1 ≤ N ≤ 10⁵, 2 ≤ M ≤ 10⁵
Subtask 1: 4 tests with N, M ≤ 100
Subtask 2: 10 tests, full constraints
Time/memory: USACO Silver default (2 s / 256 MB)

Key idea

Model as a functional graph on cereals: cow i is an edge from f_i to g_i. Each connected component (in the underlying undirected graph) is independent. In a tree component with V cereal nodes and E = V − 1 cows, all cows can eat. If E ≥ V (component has a cycle), V cows can eat and E − V cows go hungry. To recover an order: for each component, peel cows whose favourite cereal is currently unclaimed; if a tree, root at any unused cereal and process leaves; if cyclic, pick any cycle edge to leave hungry, then process the rest greedily.

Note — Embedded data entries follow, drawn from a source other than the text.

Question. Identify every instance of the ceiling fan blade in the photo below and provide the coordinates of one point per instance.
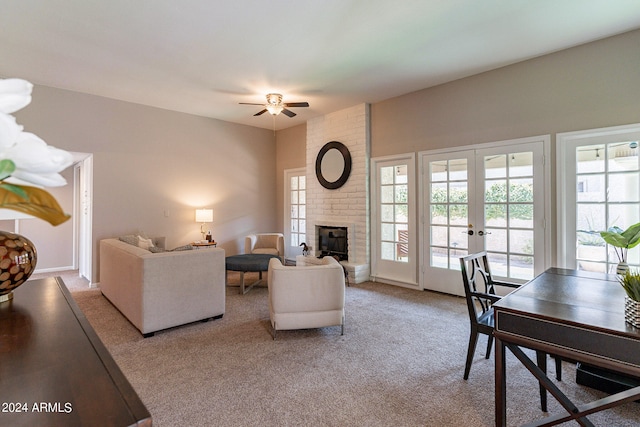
(296, 104)
(288, 112)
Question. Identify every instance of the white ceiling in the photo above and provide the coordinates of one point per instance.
(203, 57)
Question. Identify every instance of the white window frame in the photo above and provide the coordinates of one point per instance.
(565, 204)
(403, 273)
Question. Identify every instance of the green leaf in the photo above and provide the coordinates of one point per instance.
(35, 202)
(7, 167)
(632, 235)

Sum of (E − V) over cyclic components plus 0 over tree components is the answer.

Complexity

O((N + M) α(N + M)) with DSU; O(N + M) with DFS.

C++ reference

#include <bits/stdc++.h>
using namespace std;

struct DSU {
    vector<int> p, r;
    DSU(int n) : p(n), r(n, 0) { iota(p.begin(), p.end(), 0); }
    int f(int x) { return p[x] == x ? x : p[x] = f(p[x]); }
    bool u(int a, int b) { a = f(a); b = f(b); if (a == b) return false;
        if (r[a] < r[b]) swap(a, b); p[b] = a; if (r[a] == r[b]) r[a]++; return true; }
};

int main() {
    int N, M; scanf("%d %d", &N, &M);
    vector<int> f(N), g(N);
    for (int i = 0; i < N; i++) { scanf("%d %d", &f[i], &g[i]); --f[i]; --g[i]; }
    DSU d(M);
    vector<int> edgesIn(M, 0);   // count of cow-edges per component (by representative, fixed at end)
    // count edges per "component"; treat each cow as an edge between f[i] and g[i]
    vector<pair<int,int>> es(N);
    for (int i = 0; i < N; i++) { es[i] = {f[i], g[i]}; d.u(f[i], g[i]); }
    vector<int> eCnt(M, 0), vCnt(M, 0);
    for (int v = 0; v < M; v++) vCnt[d.f(v)]++;
    for (auto& e : es) eCnt[d.f(e.first)]++;

    int hungry = 0;
    for (int r = 0; r < M; r++) if (d.f(r) == r && eCnt[r] > vCnt[r] - 0) {
        // tree iff eCnt == vCnt - 1; cyclic iff eCnt >= vCnt
        if (eCnt[r] >= vCnt[r]) hungry += eCnt[r] - vCnt[r];
    }
    printf("%d\n", hungry);
    // (Producing an explicit order requires a DFS / peeling pass — omitted here for brevity.)
}

Pitfalls

Counting hungry: per component, hungry = max(0, E − V), where V counts only cereal nodes touched by that component's edges (or by isolated cereals — isolated cereals trivially contribute 0).
Output must include an order; the snippet above only counts hungry cows — full solution does an additional DFS peeling pass.
If a cow's favourite equals her backup, that cow is a self-loop and forms a cyclic 1-vertex component.